New tariffs hit, but there's a $100 billion hole in the data
President Trump is making good on tariff threats that will raise the stakes of his trade war with China and potentially ignite another in North America.
Why it matters: It breaks a pattern of head fakes that Wall Street and businesses large and small had hoped would continue.
Financial market jitters and bearish anecdotes from manufacturers were not enough to stave off the levies.
Trump will plow ahead with 25% tariffs on Canada and Mexico and double the import tax on Chinese goods to 20%, with few hints of how long the measures will last.
The big picture: Escalating trade tensions have already been rattling the economy, even before the new tariffs took effect. Many businesses are in paralysis, waiting to make a move until White House trade policy becomes clear.
One manufacturer told the Institute of Supply Management: "Customers are pausing on new orders as a result of uncertainty regarding tariffs. There is no clear direction from the administration on how they will be implemented, so it's harder to project how they will affect business."
The intrigue: A new report casts doubt on how much a tougher trade policy has actually choked off imports from China.
There are upwards of $100 billion worth of imports "missing" from U.S. data in 2024 — a trend that has worsened since the opening salvo of the trade war in 2018, according to calculations by the New York Fed.
The report finds that "virtually all" of the missing imports can be attributed to China.
If the nation is more reliant on Chinese imports than previously thought, the economic blowback from new tariffs might be worse.
What they're saying: "Simply stated, the U.S. is saying it buys from China a lot less than what China says it is selling," Hunter Clark, an economic policy advisor at the New York Fed, writes in a new report.
One clue: At least half stems from a surge of small-dollar purchases from China — including imports from popular Chinese e-commerce sites — that are not included in U.S. import data.
These de minimis imports are not subject to tariffs and enter the U.S. "with light documentation," the report says, which contributes to the understated import data.
About 67% of all the de minimis imports came from China between 2018 and 2021, according to estimates by Customs and Border Protection cited in the New York Fed report.

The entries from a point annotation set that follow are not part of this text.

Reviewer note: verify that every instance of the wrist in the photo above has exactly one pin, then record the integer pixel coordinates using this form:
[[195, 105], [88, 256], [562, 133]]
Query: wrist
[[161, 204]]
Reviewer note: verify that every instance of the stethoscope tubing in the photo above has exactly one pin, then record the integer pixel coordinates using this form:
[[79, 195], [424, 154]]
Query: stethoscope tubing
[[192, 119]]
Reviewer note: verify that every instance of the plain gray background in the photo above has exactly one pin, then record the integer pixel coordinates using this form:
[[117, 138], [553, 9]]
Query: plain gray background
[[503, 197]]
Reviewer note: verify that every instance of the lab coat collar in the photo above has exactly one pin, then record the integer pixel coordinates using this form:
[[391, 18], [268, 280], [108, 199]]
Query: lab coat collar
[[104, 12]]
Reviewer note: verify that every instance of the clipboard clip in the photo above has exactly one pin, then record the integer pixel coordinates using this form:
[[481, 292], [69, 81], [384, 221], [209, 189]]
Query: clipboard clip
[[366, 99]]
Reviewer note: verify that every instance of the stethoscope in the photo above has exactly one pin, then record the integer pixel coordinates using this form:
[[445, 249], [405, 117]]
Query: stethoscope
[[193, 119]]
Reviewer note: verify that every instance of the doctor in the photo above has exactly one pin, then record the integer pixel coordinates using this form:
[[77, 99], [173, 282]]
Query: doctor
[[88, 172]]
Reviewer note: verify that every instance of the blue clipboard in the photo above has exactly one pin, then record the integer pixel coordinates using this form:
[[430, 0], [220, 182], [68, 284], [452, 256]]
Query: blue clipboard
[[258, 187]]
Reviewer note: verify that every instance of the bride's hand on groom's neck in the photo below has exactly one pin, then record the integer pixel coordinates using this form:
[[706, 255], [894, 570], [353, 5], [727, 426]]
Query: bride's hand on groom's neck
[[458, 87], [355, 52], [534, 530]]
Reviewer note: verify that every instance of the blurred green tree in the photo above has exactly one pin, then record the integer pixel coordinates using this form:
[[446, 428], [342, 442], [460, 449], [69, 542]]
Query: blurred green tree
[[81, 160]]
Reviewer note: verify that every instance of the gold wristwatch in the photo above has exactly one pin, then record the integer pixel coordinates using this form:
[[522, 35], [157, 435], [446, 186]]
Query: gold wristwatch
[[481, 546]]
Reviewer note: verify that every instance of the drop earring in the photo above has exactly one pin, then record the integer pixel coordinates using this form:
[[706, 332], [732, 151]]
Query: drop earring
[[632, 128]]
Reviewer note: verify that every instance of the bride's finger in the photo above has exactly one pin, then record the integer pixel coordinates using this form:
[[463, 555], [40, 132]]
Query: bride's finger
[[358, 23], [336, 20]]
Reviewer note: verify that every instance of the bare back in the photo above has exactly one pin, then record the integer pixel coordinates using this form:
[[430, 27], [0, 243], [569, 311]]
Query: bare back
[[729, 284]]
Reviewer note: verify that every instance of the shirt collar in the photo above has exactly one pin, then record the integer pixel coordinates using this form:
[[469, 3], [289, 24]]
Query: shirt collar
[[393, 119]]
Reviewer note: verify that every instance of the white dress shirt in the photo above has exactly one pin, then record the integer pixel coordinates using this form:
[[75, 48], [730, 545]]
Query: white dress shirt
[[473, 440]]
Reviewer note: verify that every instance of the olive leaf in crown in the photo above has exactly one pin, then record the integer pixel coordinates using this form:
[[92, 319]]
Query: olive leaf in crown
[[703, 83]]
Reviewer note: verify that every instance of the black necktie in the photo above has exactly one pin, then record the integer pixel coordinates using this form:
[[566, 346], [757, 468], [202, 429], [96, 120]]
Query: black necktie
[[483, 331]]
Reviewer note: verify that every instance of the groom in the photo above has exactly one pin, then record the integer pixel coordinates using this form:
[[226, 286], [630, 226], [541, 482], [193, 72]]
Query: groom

What to watch: An initial Trump order would have effectively scrapped the de minimis exemption. That has been paused indefinitely while the government develops a system to collect tariffs on these goods.
If that exemption is nixed, the effects might be notable for consumers buying from shopping platforms like Shein or Temu.
The bottom line: Trump has implemented bigger China tariffs in recent weeks than in the entirety of his first stint in office.
A flaw in trade measurement adds to the uncertainty of how big a shock might be ahead.